Plots the complementary CDF of instantaneous power normalised to mean:
CCDF(x) = P(P/mean(P) > x). The x‑axis is in dB relative to mean (so 0 dB corresponds to mean power).
The summary reports PAPR @ CCDF = 1e‑6, a common PA‑sizing metric (tail probability).
Throughput is the raw PHY rate implied by symbol rate, bits/symbol, coding rate, and overhead factors (for OFDM: occupancy, CP, pilots).
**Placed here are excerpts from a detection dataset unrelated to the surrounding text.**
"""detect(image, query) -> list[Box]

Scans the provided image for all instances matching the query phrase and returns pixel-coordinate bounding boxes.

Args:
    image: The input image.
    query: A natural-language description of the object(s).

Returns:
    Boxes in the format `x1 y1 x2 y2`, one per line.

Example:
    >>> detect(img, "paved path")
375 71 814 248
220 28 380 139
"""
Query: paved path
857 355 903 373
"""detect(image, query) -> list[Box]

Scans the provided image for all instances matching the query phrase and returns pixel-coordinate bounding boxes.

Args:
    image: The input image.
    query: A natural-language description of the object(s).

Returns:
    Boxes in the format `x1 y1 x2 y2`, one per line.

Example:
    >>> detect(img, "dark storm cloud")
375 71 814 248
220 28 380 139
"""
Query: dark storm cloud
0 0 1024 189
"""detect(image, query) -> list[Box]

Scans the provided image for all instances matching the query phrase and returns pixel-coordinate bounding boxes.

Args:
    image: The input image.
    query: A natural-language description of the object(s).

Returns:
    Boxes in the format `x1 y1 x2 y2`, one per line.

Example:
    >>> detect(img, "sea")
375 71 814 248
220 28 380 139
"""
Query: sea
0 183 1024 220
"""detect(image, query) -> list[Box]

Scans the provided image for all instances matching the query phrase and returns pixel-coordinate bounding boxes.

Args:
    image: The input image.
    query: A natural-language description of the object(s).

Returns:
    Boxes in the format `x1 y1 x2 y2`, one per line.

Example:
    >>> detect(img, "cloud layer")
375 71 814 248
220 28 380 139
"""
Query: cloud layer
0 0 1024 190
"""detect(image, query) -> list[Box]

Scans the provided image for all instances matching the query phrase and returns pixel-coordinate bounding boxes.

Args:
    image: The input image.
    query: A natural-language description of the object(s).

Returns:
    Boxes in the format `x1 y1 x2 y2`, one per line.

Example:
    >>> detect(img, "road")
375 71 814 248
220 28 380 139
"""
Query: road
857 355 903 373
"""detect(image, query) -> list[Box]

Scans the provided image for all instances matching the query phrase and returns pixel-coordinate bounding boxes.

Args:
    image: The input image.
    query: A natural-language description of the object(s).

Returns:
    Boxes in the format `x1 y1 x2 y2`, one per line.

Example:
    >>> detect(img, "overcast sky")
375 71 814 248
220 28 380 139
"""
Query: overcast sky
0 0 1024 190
With a fixed MCS, it is essentially independent of Eb/N0 (horizontal line).
Goodput accounts for packet success:
Goodput ≈ Throughput × payload_fraction × (1 − PER).
At high Eb/N0, PER → 0 and goodput saturates at the payload‑limited maximum.
The summary panel aggregates the most decision‑relevant quantities for MODCOD selection. Values are computed from your current settings and the modeled curves.
| Metric | Meaning / how to use it |
|---|---|
| Bits / symbol | Log2(M) of the effective modulation (for OFDM: per sub‑carrier). Drives η and throughput. |
| Net code rate | Product of stage‑1 and stage‑2 rates. Lower rate → more redundancy → better sensitivity but reduced throughput. |
| Net η (b/s/Hz) | Effective spectral efficiency after overhead factors (roll‑off, OFDM occupancy/CP/pilots). Used for Shannon limit comparison. |
| Overhead (%) | Non‑payload fraction from packet header/CRC and PHY overhead (e.g. CP/pilots). High overhead reduces goodput even at high Eb/N0. |
| Req Eb/N0 @ target BER | The first Eb/N0 point where modeled BER ≤ Target BER. Used as a sensitivity comparator. |
| Req Eb/N0 @ target PER | Equivalent operating point for a PER target derived consistently from the Target BER and packet length. |
| Shannon limit | Theoretical minimum Eb/N0 for the given η in AWGN with ideal coding and infinite length. Used as a lower bound only. |
| Gap to Shannon | Req Eb/N0 − Shannon. Smaller gap generally indicates a stronger coding/modulation choice under the assumptions. |
| Est coding gain | Modelled horizontal shift versus uncoded reference attributable to the selected decoders and iterations (plus any overrides). |
| PAPR @ CCDF=1e‑6 | Peak‑to‑average power ratio at a tail probability of 1e‑6. Drives PA back‑off and efficiency. Lower is better. |
| Throughput @ target BER | Raw PHY rate at the target BER operating point (in practice constant with Eb/N0 for fixed MCS). |
| Goodput @ target BER | Payload success rate at target BER, accounting for PER and packet overhead. |
MODCOD3 uses a combination of closed‑form error‑rate expressions (uncoded) and parametric “coding gain / waterfall / floor” shaping for coded performance. Channel types introduce penalty terms relative to AWGN, and the interleaver reduces burst penalties.
PER is derived from BER using an i.i.d. bit‑error assumption over the packet bit count. Real systems with burst errors can deviate; use burst/fading plus interleaver settings to explore sensitivity.